Nestlé adds sugar to baby food in poorer countries; report

Nestlé adds sugar to baby food in poorer countries; report

Two of the best-selling baby-food brands marketed by Nestlé in low-and middle-income countries contain high levels of added sugar, a new report has found. But the same products are sugar free in Germany, France and the UK – Nestlé’s main European markets, as well as in Switzerland – Nestlé’s home country. These are the findings of an investigation led by Swiss NGO Public Eye and the International Baby Food Action Network (IBFAN) – they say the Swiss food giant is getting kids in low-income countries hooked on sugar.

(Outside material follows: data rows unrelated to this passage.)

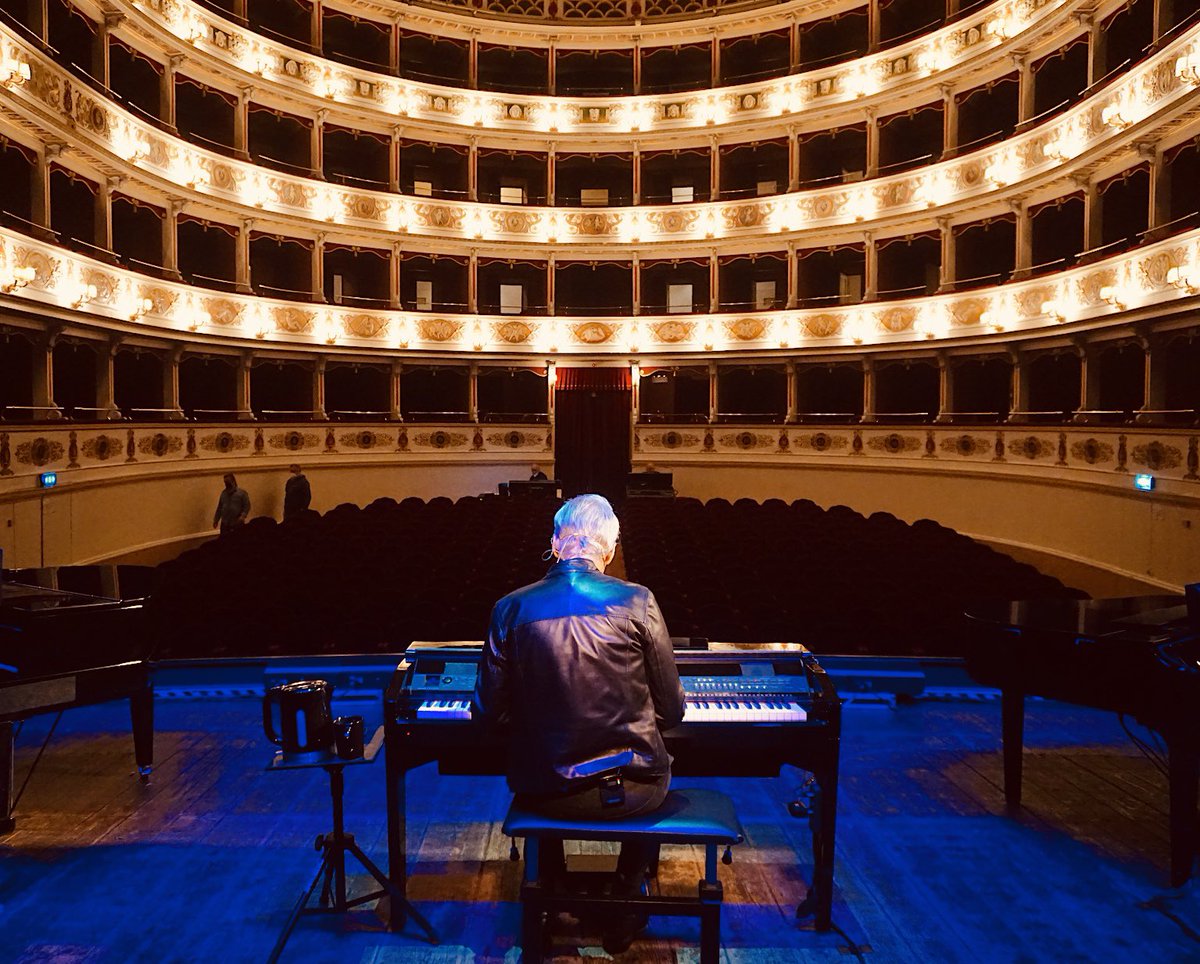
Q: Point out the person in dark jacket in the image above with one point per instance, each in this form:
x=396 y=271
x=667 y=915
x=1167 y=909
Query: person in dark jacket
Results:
x=580 y=665
x=297 y=494
x=233 y=506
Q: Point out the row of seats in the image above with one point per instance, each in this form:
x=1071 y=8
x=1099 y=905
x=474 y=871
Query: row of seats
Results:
x=832 y=579
x=372 y=579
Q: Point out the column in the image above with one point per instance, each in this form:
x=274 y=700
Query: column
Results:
x=1089 y=381
x=40 y=187
x=1025 y=102
x=394 y=412
x=317 y=144
x=241 y=395
x=473 y=282
x=394 y=161
x=1019 y=385
x=473 y=168
x=873 y=141
x=394 y=277
x=318 y=389
x=945 y=388
x=241 y=123
x=637 y=173
x=793 y=276
x=42 y=353
x=1155 y=391
x=103 y=214
x=317 y=27
x=1093 y=215
x=167 y=89
x=1159 y=186
x=714 y=282
x=793 y=159
x=868 y=390
x=100 y=59
x=106 y=381
x=871 y=268
x=1097 y=48
x=1164 y=17
x=171 y=238
x=947 y=270
x=171 y=364
x=241 y=259
x=318 y=268
x=1023 y=258
x=637 y=283
x=714 y=169
x=949 y=120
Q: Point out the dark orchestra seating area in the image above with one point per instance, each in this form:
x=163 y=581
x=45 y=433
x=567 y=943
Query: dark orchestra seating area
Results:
x=373 y=579
x=829 y=578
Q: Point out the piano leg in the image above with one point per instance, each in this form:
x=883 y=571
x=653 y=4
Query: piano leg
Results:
x=6 y=780
x=142 y=717
x=1012 y=728
x=1185 y=773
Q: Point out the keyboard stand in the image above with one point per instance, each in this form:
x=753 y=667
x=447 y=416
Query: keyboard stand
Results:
x=334 y=846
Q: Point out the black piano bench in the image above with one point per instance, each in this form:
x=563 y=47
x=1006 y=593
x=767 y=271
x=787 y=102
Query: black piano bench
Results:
x=687 y=816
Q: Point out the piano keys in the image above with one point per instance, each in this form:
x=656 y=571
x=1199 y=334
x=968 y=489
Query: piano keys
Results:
x=749 y=712
x=72 y=636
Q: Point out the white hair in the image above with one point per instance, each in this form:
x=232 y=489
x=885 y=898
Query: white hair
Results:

“Our investigation shows that, for Nestlé, not all babies are equal when it comes to added sugar,” they said in their report, adding that the “harmful double standard” contributes to the rise of obesity and leads children to develop a life-long preference for sugary products.

Campaigners from Public Eye sent samples of Nestlé’s baby-food products sold in Africa, Asia and Latin America to a Belgian laboratory for testing. They found that most Cerelac and Nido products marketed in lower-income countries do contain added sugar, “often at high levels.”

In Switzerland, Nestlé promotes its biscuit-flavoured cereals for babies aged from six months with the claim “no added sugar,” while in Senegal and South Africa, Cerelac cereals with the same flavour contain 6 grams of added sugar per serving, according to Public Eye. Cerelac wheat-based cereals for six-month-old babies sold by Nestlé in Germany and the UK has no added sugar, while the same product contains over 5 grams per serving in Ethiopia and 6 grams in Thailand.

Public Eye said Nestlé did not respond to their specific questions regarding the double standard, but said it “has reduced by 11% the total amount of added sugars in [its] infant cereal portfolio worldwide” over the past decade.